I admire the Minister for International Cooperation. I envy her portfolio. It is one of the most interesting portfolios in government and she does it well. However, she cannot speak for the government or the country on the question of reconstruction. For one thing, the government alone needs to draw in the larger Canadian communities. There are non-governmental organizations with immense talents in this regard. There are experts in institution building across this country. There are people who are prepared to go themselves or to send money to help in this project.

I am reminded, and some members of the House will remember the parallel, of a different kind of crisis to which Canada responded when famine struck Ethiopia. Instead of simply responding in the normal governmental way through CIDA or through the Department of Foreign Affairs, the government of that day established a special cross-departmental project led by a former colleague of mine, the hon. David MacDonald. It had a capacity to draw upon non-governmental organizations. By its very nature it demonstrated that this was a matter which was of particular importance to Canada.

To whom might we turn if we were to establish some kind of urgent Canadian task force on Iraqi reconstruction? I can think of some names from the public service offhand. I think of General John de Chastelain, who has performed excellent service in Ireland in circumstances that are not terribly dissimilar. I think of Margaret Catley-Carlson, a distinguished former deputy minister of health and former president of CIDA, who herself has headed international agencies dealing with children allied with the United Nations. I think of Huguette Labelle, a former chair of the Public Service of Canada, a former president of CIDA, and a distinguished Canadian public servant. That is just the beginning, and that is just from the public sector. There is a range of Canadians who could be drawn together if the government had the will to have Canada play a major role in reconstruction.

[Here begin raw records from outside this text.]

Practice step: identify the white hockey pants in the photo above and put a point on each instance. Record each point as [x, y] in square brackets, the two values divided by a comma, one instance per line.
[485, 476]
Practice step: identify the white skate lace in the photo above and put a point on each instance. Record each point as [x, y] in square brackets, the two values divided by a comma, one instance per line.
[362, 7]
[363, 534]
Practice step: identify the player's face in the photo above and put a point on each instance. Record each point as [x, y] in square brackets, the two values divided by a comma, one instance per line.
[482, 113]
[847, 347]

Let me raise one other matter that is of great concern to myself and to others. I alluded to the view among some in the Pentagon that this opportunity of post-war should be seized to try, not only in Iraq but elsewhere in the region, to establish a regime of values more like America. I consider that to be a prospect full of problems. It is something that we must deal with.

Last week, a former colleague of mine, a former secretary of state in the United States, and a person clearly prominent in the senior ranks of the Republican Party of the United States, James Baker, came to Toronto to spell out a vision of reconstruction that was very different from that being proposed in certain corners of the Pentagon. It is one that is more similar to the Canadian tradition. I found it interesting that Secretary Baker did not go to London. He did not speak to Paris. He came to Canada. He came to the one country that he knew was most likely to be inclined, and to have the capacity and the influence to mobilize this kind of alternative.

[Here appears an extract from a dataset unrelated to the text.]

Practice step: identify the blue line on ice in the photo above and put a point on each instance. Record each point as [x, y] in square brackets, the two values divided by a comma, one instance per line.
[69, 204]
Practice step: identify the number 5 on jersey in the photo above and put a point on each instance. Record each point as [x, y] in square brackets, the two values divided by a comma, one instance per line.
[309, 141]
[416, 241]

The world is faced with a real choice between what the United Nations can do in reconstruction and what might be left to the Pentagon. There is a division of view in the United States at its most senior levels. If we were looking to reassert our reputation with our neighbours, if we were looking to reassert our reputation as a country that could count in the world and change the world, this would be an ideal opportunity. We have the skills and the influence. There is an urgent need to do it. It is a by-product of doing what we should be doing as a country. In the world's interest we could materially improve our reputation with our neighbours, whether they know it or not, who need our help on this issue. We can certainly improve our reputation in the world and help make a material contribution to reconstruction in a land which, if it is left as things are now, could simply slide into some new kind of chaos.